The CSRC designates a cybersecurity chapter of the IIC. While most of the requirements are consistent with those of the IIC Regulation, the draft measures also require IIC operators in the securities and futures sector to:

  1. establish a designated cybersecurity leadership group or department that has appropriate staff with cybersecurity specialists;
  2. carry out an expert evaluation before altering or suppressing any IIC operation, which may affect the stable functioning of the market;
  3. ensure adequate system performance and network capacity; i
  4. establish disaster recovery centers in one place and in several places.

VI. Legal liability

The draft measures authorize the CSRC to issue sanctions for infringements in accordance with the CSL, DSL and PIPL. When infringements also pose problems with corporate governance, internal control, or business continuity principles, the CSRC may also impose sanctions in accordance with applicable securities and futures laws and regulations.

In addition, the CSRC may take disciplinary action against the offending institutions and the personnel responsible for the offense.

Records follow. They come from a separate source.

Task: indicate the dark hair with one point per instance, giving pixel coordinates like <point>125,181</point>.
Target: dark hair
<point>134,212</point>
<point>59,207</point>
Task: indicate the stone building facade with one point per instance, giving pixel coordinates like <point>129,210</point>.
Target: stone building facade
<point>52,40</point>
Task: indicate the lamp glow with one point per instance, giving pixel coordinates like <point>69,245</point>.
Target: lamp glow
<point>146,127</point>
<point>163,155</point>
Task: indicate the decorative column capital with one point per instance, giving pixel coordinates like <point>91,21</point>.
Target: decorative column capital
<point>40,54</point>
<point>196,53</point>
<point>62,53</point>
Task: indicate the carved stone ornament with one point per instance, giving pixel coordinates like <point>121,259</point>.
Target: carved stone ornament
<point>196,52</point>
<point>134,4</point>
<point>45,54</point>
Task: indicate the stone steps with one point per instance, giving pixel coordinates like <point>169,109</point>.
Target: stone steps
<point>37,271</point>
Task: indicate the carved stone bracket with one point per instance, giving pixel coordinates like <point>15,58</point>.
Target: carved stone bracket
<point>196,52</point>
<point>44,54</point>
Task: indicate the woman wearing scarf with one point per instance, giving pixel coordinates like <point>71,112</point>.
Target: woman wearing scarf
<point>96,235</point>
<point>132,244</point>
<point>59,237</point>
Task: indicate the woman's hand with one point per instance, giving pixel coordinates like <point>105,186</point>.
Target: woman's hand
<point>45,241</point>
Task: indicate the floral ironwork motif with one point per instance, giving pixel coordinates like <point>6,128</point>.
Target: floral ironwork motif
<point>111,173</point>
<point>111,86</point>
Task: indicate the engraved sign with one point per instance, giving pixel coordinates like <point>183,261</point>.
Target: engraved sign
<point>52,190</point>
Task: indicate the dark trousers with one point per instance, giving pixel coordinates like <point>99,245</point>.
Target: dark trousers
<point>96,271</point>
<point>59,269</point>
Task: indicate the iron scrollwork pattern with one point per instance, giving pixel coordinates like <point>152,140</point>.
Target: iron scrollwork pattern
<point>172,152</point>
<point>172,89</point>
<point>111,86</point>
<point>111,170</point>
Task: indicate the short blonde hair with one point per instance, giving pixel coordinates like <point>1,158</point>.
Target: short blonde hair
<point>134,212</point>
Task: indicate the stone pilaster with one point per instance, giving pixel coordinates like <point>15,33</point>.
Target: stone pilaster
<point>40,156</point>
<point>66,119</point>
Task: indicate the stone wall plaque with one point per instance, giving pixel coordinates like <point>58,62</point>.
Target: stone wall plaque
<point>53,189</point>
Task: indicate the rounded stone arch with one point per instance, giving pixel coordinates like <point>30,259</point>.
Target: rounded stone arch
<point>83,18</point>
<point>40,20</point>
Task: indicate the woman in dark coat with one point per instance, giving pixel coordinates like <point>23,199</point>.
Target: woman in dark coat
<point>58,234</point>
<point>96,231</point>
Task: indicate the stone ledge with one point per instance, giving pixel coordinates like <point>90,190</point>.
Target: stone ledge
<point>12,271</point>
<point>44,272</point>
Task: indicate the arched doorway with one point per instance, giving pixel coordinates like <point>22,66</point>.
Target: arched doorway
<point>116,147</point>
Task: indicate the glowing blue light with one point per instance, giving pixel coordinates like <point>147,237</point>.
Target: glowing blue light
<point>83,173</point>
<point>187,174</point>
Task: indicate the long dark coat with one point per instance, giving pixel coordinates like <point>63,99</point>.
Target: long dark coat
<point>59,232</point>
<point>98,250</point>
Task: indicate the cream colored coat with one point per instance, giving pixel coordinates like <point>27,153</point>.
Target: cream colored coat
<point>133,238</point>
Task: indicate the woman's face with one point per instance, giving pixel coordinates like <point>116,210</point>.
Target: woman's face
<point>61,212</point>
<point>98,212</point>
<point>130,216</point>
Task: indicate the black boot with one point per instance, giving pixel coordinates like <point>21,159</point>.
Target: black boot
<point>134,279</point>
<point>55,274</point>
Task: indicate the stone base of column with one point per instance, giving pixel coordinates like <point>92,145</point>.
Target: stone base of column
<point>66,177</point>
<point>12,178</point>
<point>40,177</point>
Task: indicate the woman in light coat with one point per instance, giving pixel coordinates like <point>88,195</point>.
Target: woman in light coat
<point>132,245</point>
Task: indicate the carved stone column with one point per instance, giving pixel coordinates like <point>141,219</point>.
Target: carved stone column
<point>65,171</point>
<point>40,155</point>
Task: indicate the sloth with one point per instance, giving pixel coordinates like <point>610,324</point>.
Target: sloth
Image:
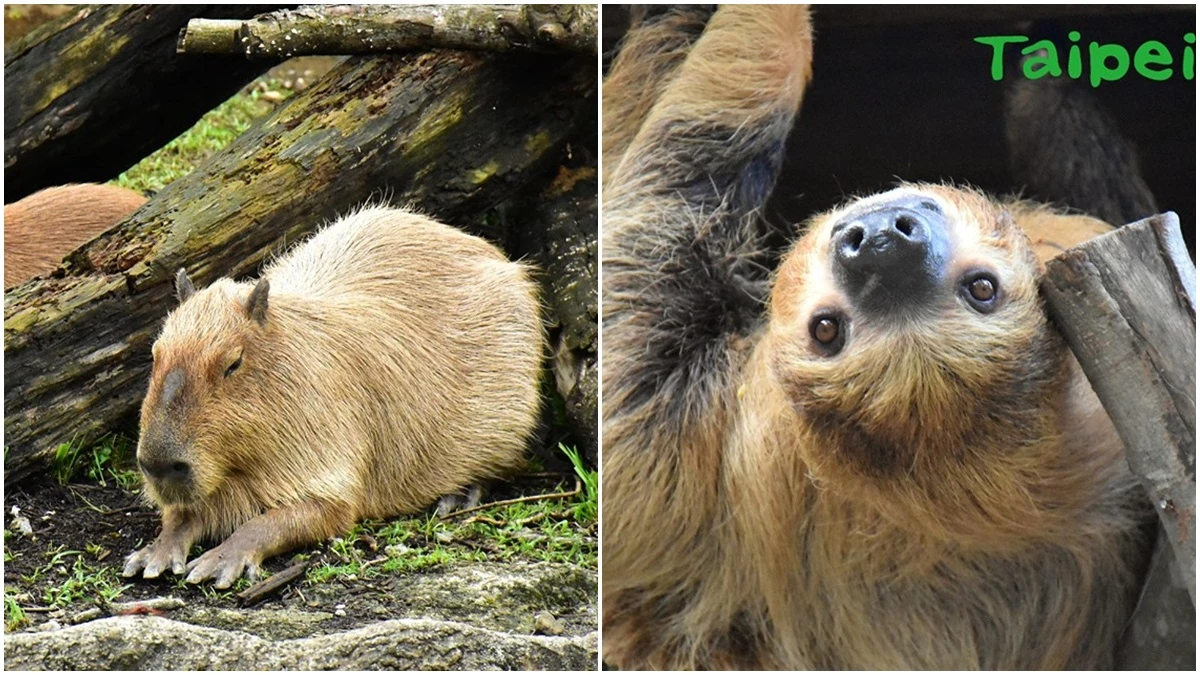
<point>881,457</point>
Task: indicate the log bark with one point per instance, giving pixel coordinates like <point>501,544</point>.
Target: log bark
<point>1162,632</point>
<point>1126,304</point>
<point>103,88</point>
<point>451,132</point>
<point>369,29</point>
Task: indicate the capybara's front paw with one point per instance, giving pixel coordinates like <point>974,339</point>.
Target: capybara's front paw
<point>163,554</point>
<point>225,565</point>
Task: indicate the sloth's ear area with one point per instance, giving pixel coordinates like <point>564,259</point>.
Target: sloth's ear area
<point>184,287</point>
<point>1051,233</point>
<point>256,305</point>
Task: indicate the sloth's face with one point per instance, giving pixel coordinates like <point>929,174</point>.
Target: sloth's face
<point>907,323</point>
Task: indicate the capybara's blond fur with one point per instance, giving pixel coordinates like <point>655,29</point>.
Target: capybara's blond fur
<point>940,491</point>
<point>42,228</point>
<point>384,363</point>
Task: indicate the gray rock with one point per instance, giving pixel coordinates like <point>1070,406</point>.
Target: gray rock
<point>136,643</point>
<point>473,616</point>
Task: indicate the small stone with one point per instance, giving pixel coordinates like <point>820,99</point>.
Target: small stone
<point>547,625</point>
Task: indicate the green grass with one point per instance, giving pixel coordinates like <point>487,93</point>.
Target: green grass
<point>81,580</point>
<point>219,127</point>
<point>546,530</point>
<point>108,459</point>
<point>13,615</point>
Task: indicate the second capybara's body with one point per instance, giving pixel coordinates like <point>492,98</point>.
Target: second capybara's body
<point>42,228</point>
<point>387,362</point>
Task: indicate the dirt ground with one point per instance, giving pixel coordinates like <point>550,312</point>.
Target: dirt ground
<point>82,532</point>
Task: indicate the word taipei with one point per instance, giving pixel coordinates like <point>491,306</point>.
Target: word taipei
<point>1105,63</point>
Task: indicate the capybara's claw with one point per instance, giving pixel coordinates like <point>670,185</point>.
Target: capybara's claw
<point>225,565</point>
<point>154,559</point>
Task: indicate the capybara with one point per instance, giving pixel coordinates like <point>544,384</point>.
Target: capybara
<point>880,455</point>
<point>42,228</point>
<point>387,362</point>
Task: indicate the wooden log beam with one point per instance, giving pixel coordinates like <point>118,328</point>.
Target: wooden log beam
<point>369,29</point>
<point>90,95</point>
<point>451,132</point>
<point>1126,304</point>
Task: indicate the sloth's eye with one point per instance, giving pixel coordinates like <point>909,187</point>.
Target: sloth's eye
<point>981,292</point>
<point>828,332</point>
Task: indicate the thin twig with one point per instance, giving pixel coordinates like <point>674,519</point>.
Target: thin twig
<point>579,488</point>
<point>258,591</point>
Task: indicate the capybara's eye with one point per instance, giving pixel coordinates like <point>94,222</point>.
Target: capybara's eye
<point>981,292</point>
<point>828,332</point>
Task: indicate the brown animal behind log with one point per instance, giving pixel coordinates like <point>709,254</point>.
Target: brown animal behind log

In particular, the CSRC has the power to require institutions to provide information and data relevant to cybersecurity management, and institutions must cooperate. Core institutions and operational institutions must prepare an annual cybersecurity management report and submit it to the CSRC by April 30 of each year.

CONCLUSION

The draft measures are the CSRC’s reaction to the tightening of cybersecurity and data protection requirements in the regulatory framework established by the CSL, DSL and PIPL. The CSRC joins colleagues in financial regulators to implement these requirements in the financial sector.

Securities and futures industry financial institutions, as well as their IT providers, should be up to date with development and be prepared for the new requirements that will be implemented in the near future.